Back in 2008-2009, investors were already sensing the looming global financial crisis and therefore skeptical of tech startups. At the same time, the “sharing economy” had yet to be coined — companies like Uber and Airbnb had just been founded.

“People just didn’t think it would work,” Brusson says. “They expected the issue of trust would be too big of a barrier; no one would want to share their car with a stranger.” The fact that users would be verified through Facebook didn’t help much either, because most people — specifically in Europe — didn’t use social networks back then.

“When we tried to explain the idea in those days, people would say: ‘So it’s like hitchhiking?’ But when the sharing economy really took off, around 2013, that changed seemingly overnight.

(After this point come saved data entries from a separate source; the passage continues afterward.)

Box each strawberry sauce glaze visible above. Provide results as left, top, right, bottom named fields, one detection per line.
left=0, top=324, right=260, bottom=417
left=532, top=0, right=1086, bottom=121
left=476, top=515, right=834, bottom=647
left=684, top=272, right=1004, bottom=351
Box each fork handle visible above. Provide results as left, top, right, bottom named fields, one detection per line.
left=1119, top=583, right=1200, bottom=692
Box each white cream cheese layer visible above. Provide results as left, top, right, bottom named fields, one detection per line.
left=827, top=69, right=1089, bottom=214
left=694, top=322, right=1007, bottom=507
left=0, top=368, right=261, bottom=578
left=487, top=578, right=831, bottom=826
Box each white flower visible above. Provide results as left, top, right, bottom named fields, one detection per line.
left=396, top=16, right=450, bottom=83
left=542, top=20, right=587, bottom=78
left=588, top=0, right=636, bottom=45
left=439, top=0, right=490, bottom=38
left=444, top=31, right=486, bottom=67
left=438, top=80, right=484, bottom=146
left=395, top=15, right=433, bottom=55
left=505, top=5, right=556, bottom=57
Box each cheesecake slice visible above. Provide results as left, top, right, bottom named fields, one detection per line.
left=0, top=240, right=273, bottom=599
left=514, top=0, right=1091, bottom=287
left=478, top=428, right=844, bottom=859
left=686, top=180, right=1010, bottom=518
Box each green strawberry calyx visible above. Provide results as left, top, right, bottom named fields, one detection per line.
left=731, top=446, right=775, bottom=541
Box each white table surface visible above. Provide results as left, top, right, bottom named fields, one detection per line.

All of the sudden, everybody said: ‘Oh, so it’s like Airbnb but for cars!’”

Operationally inhuman

With more recognition came more funding. And with that, even more funding. In July 2014, BlaBlaCar raised $100 million to become the leading ride-sharing service. In September 2015, the company raised another $200 million.

It was during those years that BlaBlaCar went on a global expansion spree — launching in up to five new countries per year and “acqui-hiring” many local competitors in the process. It’s the only thing Brusson wished he’d done differently, he says. “It was operationally inhuman to launch in that many countries in such a short time. We naively approached new markets like they were similar to France. While countries like Russia and India, understandably, require a process that’s completely different.”

Move fast and break things

With a little cynicism, “done is better than perfect” echoes a more infamous Silicon Valley mantra: Facebook’s “move fast and break things.” While the company officially dropped the slogan in 2014, the world is still very much grappling with the consequences.

According to Brusson, “done is better than perfect” becomes problematic when no exceptions are made. Because sometimes, things do have to be perfect. “Companies can’t compromise on privacy and security. You can’t go and tell your users: sorry your data has been leaked, but we were in a real hurry to finish the platform.”

Having said that: the mantra “done is better than perfect” still stands. He would offer companies that start today the same advice, specifically consumer-oriented startups that offer a sleek and user-friendly platform. “If you are creating a new behavior or usage — like, for example, Spotify or Airbnb did — consumer data is your most valuable asset. Just look at e-scooter sharing platforms, a relatively new phenomenon. Those startups can brainstorm endlessly where buttons should go, how to display maps, but in the end, they need to talk to the users: what do they want? What are they willing to pay? Where does the app crash?”

Doing it all again

As for BlaBlaCar, the company plans to expand to other means of transportation. The French unicorn has already acquired Ouibus, a bus operator traveling between big cities. Just like users can book a seat in a private car, they can now also book seats on these buses through their conveniently designed platform. Another new endeavor is BlaBlaLines, a ride-sharing app specifically aimed at commuting. Right now the app is only available in France, but Brusson hopes to expand the service to other countries. “In a way, it’s like we’re back at the beginning — starting locally and moving to new markets. So I’m excited to see how much further we can take this.”